À présent, j'essaie le plus possible de m'écouter et de me respecter. D'y aller selon mes capacités. Mais encore là, c'est un travail de tous les jours. Car sinon, si je me dépasse, je dois me gérer par la suite, et c'est doublement épuisant. J'essaie de plus en plus de me respecter, mais surtout, de me faire respecter, et ce, dans toutes les sphères de ma vie. Question de ne pas devoir faire face à une situation qui m'épuise plus que nécessaire, et devoir traîner cette fatigue des jours. Il est important de savoir dire non, de se mettre des "arrêts" et se questionner. Est-ce que je fais la bonne chose? Ma décisions est-elle la bonne? Et si je ne suis pas bien avec ça, je ne le fais pas.

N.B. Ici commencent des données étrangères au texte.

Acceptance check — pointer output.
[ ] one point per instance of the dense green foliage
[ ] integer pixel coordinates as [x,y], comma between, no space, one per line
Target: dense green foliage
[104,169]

J'ai l'impression, je suis peut-être la seule ou c'est mon anxiété qui me fait penser ça, mais on dirait que de nos jours, on a beaucoup de pression sociale à sortir de nos vieilles pantoufles usées, si confortable et qui sont l'image parfaite, à mon avis, de nos limites. On a une certaine pression de vouloir plaire et bien faire, donc on se dépasse sans réfléchir à si on en a réellement envie. On ne pense pas à si on le fait pour soi ou pour les autres. Et elle est là l'erreur. Si nous ne faisons pas les choses pour soi, mais pour les autres, on ne se respecte pas. C'est donc à ce moment précis que, si on décide de ne pas s'écouter, ça peut devenir inévitable, l'anxiété et l'angoisse nous prend.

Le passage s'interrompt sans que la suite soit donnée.